Sunday, 8 November 2009

Signals from Outer Space...


I bet no-one who visits this blog ever goes right down to the bottom of the right hand margin - and I don't blame them. Few people reading through their favourite blogs have time to linger that long on any one. There's a whole list of links down there.  I suppose they're there for my own benefit as much as anybody else's - it's a convenient place to put them. They're easier to access than bookmarks, and because they're listed, I'm reminded that they're there.

I've just added one. An astronomical poem on Poet-in-Residence's blog reminded me of a page I created a long, long time ago (you can date it by the corny design): How to Receive Radio-Signals from Outer Space - with a Wok! We'd been on a visit to the Jodrell Bank Visitor Centre. It's a great place to go. Standing at the foot of the huge Lovell telescope and looking up is a breathtaking experience. I can't think of any more impressive recent man-made structure in Britain. When we got back I wondered how crude and simple a radio telescope could actually be made to work. I had a go making one out of a wok. Once I'd cobbled it together, I optimistically stalked round the garden at night in my headphones, waving the wok, but received nothing. All I proved was that someone can, for the most rational of reasons, be involved in an activity which appears, to the outsider, to be totally senseless. Next morning, as I was telling Karen what a dead loss it was, I waved it in front of the window to demonstrate - and it worked! Well, sort of. It wasn't sensitive enough to pick up the distant hiss of the Milky Way, but it could receive radio waves from the sun. At least it worked better than the TV camera I made, when I was six, out of a cardboard box and a toilet roll. We'd been on a visit to a TV studio: some people never grow up.

11 comments:

Poet in Residence said...

Hello Dominic. Thanks for the plug. Have you read my post Chinese Junk on Bard on the Run? Your wok-radio-telescope is real Hong Kong Biennale material. You and your experiments remind me of Benjamin Franklin with his kite. It's people like you who make the big discoveries. Maybe there's a black hole to be found in Yorkshire?

Rachel Fox said...

Lovely picture of you painted in that post. Bet you keep your kids amused (in a good way I'm sure).

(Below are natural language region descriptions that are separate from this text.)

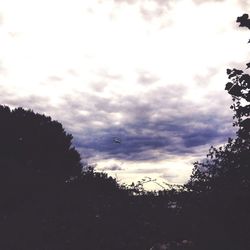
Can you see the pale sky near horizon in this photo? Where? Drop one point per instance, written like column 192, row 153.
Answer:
column 149, row 72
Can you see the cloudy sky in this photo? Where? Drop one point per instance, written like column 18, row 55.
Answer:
column 148, row 72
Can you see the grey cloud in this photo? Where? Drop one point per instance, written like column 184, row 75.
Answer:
column 113, row 167
column 34, row 102
column 206, row 1
column 145, row 78
column 204, row 79
column 155, row 126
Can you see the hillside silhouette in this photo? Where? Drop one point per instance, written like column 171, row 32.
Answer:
column 49, row 200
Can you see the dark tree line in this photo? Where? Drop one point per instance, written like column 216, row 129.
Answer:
column 49, row 201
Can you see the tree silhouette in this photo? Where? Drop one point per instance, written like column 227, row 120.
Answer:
column 221, row 182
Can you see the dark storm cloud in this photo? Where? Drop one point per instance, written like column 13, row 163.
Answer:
column 155, row 126
column 152, row 126
column 113, row 167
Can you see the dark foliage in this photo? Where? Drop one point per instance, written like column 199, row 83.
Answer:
column 47, row 200
column 222, row 180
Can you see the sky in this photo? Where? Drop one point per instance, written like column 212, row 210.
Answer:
column 149, row 73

Also I've been reading an interesting (but creepy) book this week called 'the Dumb House' by John Burnside. It's full of lines like "the scientist is the one for whom everything is a hypothesis, the one who is wholly dedicated to the experiment."


x

the watercats said...

When I was old enough to know better, I once tried to chase a rainbow. I had this idea that I could stand in the colours... I was old enough to know that there wouldn't be any gold, that would just be stupid!...
I was about eighteen'ish... I think I had a catastrophic failure of scientific knowledge, lol!
I was still childish enough to be dissapointed when I couldn't catch it.... !?

I think you have to do these things sometimes. What is life without dreams and futile fancies?

John Hayes said...

I love the idea of picking up radio signals with a wok. I'll have to take a stroll thru those links!

Frances said...

I think wok-waving should become the new trend.

The Weaver of Grass said...

A message from your Mother - well said Dominic. I pray that you will never totally grow up - I much prefer you the way you are - there is never a dull moment!

Dominic Rivron said...

PiR: A black hole in Yorkshire? You're feeding me a good line there, but after recently finding myself in hot water over the delights (or otherwise) of various parts of the UK on this blog, I'll resist the temptation! :)

RF: I'd like to think so. Not come across John Burnside - sounds interesting.

Watercats: No gold? There are a lot of rainbows round here, in the Dales, and they represent a major source of income.

What is life, etc.? What indeed. I suppose this "project" grew out of my interest in amateur radio. There is a lot of interest in amateur circles in seeing just how much you can achieve with a minimum of power and (probably home-made) equipment. This is usually one amateur contacting another - so why not one listening to space?

JH: Look out for -actually, you probably already know- the Utah Phillips link!

Frances: Yes. Should participants wear a hard hat?

NB Not all woks work! If they're too flat bottomed, they don't focus the waves well enough.

WG: Thank you.

Rachel Fox said...

He teaches on the creative writing course up at St Andrews and has written heaps of books but this is the first thing of his I've read too. I bought it at a sale in the town library...always a good way to try someone out on the cheap.
x

Totalfeckineejit said...

Heath Robinson lives on!

swiss said...

that sounds pretty cool. i've got a new telescope coming this week - lunar fever ahoy!

Poetikat said...

You do strike me as the sort of person I would wish to spend time with—interesting, quirky, funny and well-versed. Your family is fortunate to have you.